Proteomic evaluation of nanotoxicity in aquatic organisms : a review

Abstract

The alteration of organisms protein functions by engineered nanoparticles (ENPs) is dependent on the complex interplay between their inherent physicochemical properties (e.g., size, surface coating, shape) and environmental conditions (e.g., pH, organic matter). To date, there is increasing interest on the use of ‘omics’ approaches, such as proteomics, genomics, and others, to study ENPs-biomolecules interactions in aquatic organisms. However, although proteomics has recently been applied to investigate effects of ENPs and associated mechanisms in aquatic organisms, its use remain limited. Herein, proteomics techniques widely applied to investigate ENPs–protein interactions in aquatic organisms are reviewed. Data demonstrates that 2DE and mass spectrometry and/or their combination, thereof, are the most suitable techniques to elucidate ENPs–protein interactions.

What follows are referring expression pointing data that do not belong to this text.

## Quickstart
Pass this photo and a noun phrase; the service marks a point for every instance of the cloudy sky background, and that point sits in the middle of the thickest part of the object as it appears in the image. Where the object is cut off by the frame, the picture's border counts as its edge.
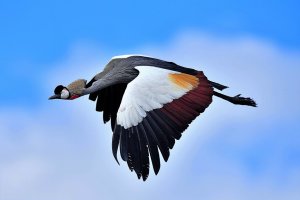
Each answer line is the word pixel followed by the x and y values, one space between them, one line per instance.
pixel 61 150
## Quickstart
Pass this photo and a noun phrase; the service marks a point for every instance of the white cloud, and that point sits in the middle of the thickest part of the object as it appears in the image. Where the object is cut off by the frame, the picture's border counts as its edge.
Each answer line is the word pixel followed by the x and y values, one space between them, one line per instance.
pixel 62 150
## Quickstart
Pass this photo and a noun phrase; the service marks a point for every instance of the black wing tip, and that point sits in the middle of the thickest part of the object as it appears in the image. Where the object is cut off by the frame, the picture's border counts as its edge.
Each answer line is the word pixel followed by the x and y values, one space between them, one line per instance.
pixel 116 158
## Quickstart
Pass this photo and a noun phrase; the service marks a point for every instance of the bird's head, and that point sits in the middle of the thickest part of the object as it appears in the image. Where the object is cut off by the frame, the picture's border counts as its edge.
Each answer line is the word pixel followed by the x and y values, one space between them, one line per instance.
pixel 72 91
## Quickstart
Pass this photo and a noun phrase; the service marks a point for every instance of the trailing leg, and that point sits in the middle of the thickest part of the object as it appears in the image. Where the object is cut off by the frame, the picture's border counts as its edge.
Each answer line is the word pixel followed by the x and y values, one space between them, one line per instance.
pixel 238 100
pixel 217 85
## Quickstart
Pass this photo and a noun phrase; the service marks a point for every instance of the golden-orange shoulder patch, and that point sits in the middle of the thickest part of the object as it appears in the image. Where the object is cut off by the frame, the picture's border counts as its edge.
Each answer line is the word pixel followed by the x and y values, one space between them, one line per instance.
pixel 185 81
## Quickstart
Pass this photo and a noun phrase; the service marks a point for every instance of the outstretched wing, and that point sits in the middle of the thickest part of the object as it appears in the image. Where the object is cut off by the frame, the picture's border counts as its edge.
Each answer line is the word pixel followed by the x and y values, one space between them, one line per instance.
pixel 108 101
pixel 157 106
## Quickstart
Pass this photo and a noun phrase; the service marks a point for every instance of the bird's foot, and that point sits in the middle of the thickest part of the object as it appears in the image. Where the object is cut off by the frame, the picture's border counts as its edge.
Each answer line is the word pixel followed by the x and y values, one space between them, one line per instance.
pixel 243 101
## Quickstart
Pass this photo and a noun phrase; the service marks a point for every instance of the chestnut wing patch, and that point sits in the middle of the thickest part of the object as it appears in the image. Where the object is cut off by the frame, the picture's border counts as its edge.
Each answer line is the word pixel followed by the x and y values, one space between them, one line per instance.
pixel 156 108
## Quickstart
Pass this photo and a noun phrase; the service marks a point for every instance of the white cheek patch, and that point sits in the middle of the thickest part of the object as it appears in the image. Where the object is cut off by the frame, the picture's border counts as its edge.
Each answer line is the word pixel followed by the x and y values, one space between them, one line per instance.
pixel 64 94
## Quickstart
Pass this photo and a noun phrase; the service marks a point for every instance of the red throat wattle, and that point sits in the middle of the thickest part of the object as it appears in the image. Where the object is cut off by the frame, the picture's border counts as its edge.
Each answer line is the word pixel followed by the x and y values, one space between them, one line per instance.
pixel 75 96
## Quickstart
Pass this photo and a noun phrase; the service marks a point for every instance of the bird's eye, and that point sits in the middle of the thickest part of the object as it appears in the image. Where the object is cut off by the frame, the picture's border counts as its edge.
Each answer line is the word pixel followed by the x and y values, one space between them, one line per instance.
pixel 64 94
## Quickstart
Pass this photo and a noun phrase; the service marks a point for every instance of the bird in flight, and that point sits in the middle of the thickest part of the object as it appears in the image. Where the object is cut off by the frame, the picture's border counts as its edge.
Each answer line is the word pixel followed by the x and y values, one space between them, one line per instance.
pixel 149 103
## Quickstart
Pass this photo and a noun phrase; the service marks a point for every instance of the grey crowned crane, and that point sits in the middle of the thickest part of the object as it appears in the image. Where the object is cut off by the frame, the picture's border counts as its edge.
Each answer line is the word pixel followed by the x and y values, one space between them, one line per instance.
pixel 149 102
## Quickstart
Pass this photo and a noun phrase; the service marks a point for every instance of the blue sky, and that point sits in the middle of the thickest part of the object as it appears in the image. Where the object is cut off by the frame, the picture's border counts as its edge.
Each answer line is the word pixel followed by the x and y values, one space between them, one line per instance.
pixel 61 150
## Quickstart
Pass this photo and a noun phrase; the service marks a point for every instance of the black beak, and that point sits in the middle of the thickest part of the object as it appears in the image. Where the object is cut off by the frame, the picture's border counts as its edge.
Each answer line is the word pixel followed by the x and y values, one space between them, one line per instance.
pixel 56 96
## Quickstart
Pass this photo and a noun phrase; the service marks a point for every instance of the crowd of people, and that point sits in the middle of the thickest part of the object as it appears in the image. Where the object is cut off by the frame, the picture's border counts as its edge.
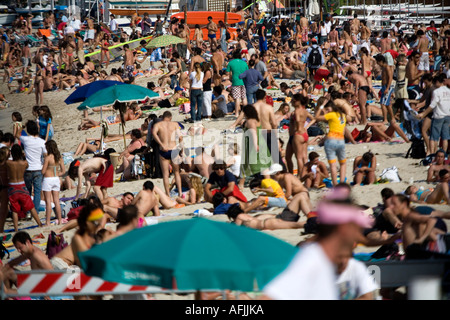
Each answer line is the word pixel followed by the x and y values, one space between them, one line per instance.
pixel 339 69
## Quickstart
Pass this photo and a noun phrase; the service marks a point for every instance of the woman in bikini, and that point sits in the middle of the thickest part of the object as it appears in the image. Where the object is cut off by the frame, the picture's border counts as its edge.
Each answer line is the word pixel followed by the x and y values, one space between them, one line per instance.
pixel 366 69
pixel 105 56
pixel 52 169
pixel 364 168
pixel 4 155
pixel 298 134
pixel 39 83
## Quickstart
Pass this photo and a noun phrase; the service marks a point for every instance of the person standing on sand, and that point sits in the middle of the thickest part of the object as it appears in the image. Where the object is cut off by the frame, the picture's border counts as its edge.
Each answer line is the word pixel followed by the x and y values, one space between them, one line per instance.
pixel 18 195
pixel 312 272
pixel 93 165
pixel 166 133
pixel 146 201
pixel 35 151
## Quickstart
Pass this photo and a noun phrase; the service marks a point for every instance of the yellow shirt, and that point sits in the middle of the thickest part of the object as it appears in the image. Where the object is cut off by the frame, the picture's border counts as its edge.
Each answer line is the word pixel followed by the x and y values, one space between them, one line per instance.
pixel 277 190
pixel 336 124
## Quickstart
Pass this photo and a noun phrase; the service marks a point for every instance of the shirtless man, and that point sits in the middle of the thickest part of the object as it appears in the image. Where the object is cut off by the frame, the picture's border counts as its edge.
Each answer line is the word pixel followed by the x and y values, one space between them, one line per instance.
pixel 203 162
pixel 386 89
pixel 168 135
pixel 412 72
pixel 362 89
pixel 212 30
pixel 80 47
pixel 422 47
pixel 146 201
pixel 438 165
pixel 130 60
pixel 19 198
pixel 24 245
pixel 112 205
pixel 86 169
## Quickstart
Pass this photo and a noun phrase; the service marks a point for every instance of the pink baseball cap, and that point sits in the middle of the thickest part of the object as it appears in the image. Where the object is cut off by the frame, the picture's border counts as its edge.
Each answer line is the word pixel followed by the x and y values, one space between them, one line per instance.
pixel 332 213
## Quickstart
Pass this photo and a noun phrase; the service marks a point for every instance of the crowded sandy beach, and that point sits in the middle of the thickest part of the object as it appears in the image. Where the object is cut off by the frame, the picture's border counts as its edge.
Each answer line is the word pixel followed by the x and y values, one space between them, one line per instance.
pixel 326 135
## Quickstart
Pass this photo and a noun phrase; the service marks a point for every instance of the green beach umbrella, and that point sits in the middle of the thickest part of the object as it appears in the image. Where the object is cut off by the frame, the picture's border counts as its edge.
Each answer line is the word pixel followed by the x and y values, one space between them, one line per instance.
pixel 191 254
pixel 113 94
pixel 164 41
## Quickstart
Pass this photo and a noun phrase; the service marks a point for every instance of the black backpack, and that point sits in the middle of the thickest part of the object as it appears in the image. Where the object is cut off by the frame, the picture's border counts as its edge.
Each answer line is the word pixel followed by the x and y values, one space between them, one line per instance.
pixel 417 149
pixel 315 58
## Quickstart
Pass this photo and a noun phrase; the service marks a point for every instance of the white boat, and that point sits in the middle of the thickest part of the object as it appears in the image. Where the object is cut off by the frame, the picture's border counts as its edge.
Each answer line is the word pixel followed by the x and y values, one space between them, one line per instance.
pixel 7 15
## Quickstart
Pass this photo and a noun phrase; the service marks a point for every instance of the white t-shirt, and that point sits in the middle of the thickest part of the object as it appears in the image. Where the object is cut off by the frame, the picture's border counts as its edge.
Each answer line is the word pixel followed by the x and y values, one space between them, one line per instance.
pixel 196 84
pixel 355 281
pixel 440 102
pixel 309 276
pixel 35 150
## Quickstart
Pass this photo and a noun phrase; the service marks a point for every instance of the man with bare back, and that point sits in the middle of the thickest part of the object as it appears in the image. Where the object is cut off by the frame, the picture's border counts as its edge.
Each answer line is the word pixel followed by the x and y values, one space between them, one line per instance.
pixel 86 169
pixel 146 201
pixel 167 133
pixel 362 89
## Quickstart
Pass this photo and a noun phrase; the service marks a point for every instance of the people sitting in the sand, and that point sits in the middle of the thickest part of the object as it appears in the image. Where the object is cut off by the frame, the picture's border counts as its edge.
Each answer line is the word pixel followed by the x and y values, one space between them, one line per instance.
pixel 364 168
pixel 136 145
pixel 274 195
pixel 375 132
pixel 436 166
pixel 133 112
pixel 225 181
pixel 314 172
pixel 28 251
pixel 288 182
pixel 91 145
pixel 438 195
pixel 236 212
pixel 88 224
pixel 98 165
pixel 112 205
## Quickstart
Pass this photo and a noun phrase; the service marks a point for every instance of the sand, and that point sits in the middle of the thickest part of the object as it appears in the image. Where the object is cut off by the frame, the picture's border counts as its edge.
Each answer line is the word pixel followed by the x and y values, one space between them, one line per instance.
pixel 66 119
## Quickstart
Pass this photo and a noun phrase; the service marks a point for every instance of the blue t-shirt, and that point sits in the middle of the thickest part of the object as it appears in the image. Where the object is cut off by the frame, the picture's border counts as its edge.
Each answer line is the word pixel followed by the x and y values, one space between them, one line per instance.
pixel 43 124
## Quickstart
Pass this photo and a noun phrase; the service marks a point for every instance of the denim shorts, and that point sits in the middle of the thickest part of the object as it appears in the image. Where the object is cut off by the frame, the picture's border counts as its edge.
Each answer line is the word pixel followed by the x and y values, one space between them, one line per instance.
pixel 335 148
pixel 440 129
pixel 276 202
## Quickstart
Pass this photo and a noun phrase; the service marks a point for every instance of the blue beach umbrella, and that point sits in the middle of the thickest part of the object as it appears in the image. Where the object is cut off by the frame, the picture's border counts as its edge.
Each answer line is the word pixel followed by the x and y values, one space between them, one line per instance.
pixel 84 92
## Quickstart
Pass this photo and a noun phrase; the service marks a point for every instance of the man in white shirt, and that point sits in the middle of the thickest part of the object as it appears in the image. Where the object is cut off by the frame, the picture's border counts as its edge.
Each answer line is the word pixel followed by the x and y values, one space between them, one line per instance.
pixel 440 106
pixel 35 152
pixel 113 23
pixel 354 282
pixel 311 275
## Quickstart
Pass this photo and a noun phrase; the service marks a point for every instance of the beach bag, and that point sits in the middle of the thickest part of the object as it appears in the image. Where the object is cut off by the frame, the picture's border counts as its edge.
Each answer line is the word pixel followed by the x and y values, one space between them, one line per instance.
pixel 417 149
pixel 391 174
pixel 315 58
pixel 55 244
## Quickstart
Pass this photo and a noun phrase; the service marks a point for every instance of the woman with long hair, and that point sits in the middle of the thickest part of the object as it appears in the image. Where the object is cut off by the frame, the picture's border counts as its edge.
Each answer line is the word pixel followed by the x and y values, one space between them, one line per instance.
pixel 207 90
pixel 45 123
pixel 196 92
pixel 334 141
pixel 52 169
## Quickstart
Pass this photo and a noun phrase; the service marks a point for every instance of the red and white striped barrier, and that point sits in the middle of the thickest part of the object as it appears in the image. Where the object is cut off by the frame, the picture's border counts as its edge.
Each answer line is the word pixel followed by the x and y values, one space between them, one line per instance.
pixel 52 283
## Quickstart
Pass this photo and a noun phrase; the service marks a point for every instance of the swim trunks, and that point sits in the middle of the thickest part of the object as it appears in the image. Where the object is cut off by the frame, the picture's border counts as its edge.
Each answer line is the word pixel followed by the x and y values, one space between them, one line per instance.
pixel 19 199
pixel 166 154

Furthermore, current status on ENPs and protein interactions, and possible mechanisms of nanotoxicity with emphasis on those that exert influence at protein expression levels, and key influencing factors on ENPs–proteins interactions are outlined. Most reported studies were done using synthetic media and essay protocols and had wide variability (not standardized); this may consequently limit data application in actual environmental systems. Therefore, there is a need for studies using realistic environmental concentrations of ENPs, and actual environmental matrixes (e.g., surface water) to aid better model development of ENPs–proteins interactions in aquatic systems.